YOUR SOLIN GENERATED RECIPE
Chicken and Spinach Quinoa Scramble
A savory, anti-inflammatory breakfast scramble featuring tender shredded chicken, fluffy scrambled eggs and quinoa mingled with fresh spinach. Lightly sautéed in olive oil with a hint of garlic and herbs, this dish strikes a perfect balance of warmth, hearty texture, and bright flavors, making it an ideal start to your day.
INGREDIENTS
1.5 ounces Chicken Breast
1 Whole Egg
1 Egg White
0.75 cup Cooked Quinoa
1 cup Fresh Spinach
1.5 teaspoons Olive Oil
1 clove Minced Garlic
0.25 cup Low-Sodium Chicken Broth
1 tablespoon Fresh Herbs (Parsley or Basil)
PREPARATION
Heat olive oil in a non-stick skillet over medium heat. Add minced garlic and sauté until fragrant, about 30 seconds.

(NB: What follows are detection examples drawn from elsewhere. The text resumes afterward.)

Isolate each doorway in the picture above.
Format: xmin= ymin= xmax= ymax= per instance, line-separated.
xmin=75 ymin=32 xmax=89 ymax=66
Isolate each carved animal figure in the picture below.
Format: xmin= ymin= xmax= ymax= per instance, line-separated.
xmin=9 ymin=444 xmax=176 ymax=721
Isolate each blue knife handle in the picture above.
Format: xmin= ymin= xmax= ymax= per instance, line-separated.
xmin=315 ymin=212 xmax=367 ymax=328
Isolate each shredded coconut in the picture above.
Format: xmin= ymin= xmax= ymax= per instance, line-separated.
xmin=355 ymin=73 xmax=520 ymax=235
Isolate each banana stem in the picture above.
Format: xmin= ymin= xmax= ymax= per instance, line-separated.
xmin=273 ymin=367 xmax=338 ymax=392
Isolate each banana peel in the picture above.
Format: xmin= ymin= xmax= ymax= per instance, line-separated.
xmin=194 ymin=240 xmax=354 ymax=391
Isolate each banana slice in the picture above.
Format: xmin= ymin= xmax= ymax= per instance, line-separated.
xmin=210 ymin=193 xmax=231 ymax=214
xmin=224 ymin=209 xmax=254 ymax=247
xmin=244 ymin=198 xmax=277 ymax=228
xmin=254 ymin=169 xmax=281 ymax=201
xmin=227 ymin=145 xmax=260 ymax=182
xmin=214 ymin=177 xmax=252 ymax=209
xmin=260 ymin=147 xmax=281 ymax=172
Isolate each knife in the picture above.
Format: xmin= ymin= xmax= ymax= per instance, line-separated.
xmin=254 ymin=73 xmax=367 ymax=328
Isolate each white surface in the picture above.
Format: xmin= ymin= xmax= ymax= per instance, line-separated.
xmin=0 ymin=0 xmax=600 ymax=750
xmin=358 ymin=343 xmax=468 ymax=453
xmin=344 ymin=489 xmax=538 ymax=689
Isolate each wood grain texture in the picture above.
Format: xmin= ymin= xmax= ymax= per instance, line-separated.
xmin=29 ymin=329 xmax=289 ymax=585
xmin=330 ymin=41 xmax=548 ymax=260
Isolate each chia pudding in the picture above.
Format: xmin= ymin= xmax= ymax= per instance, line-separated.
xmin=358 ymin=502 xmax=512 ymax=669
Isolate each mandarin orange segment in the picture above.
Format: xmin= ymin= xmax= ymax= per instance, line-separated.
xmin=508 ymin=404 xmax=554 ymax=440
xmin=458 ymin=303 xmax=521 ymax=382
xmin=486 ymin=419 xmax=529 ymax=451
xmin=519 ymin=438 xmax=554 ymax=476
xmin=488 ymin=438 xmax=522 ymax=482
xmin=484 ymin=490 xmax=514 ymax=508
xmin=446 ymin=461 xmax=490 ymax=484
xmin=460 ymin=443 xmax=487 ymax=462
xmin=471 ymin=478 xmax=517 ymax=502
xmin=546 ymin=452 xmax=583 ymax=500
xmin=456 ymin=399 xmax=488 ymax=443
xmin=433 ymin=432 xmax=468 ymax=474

Add the lightly shredded chicken breast to the skillet and warm through, then pour in the low-sodium chicken broth to deglaze the pan.
Mix in the cooked quinoa and fresh spinach. Stir gently so the spinach begins to wilt.
In a small bowl, whisk together the whole egg and egg white. Pour the egg mixture evenly over the quinoa and chicken blend.
Allow the eggs to set for a moment before stirring gently with a spatula, folding the ingredients until the eggs are softly scrambled.
Season with salt, pepper, and freshly chopped herbs. Serve immediately for a warm, nutritious breakfast.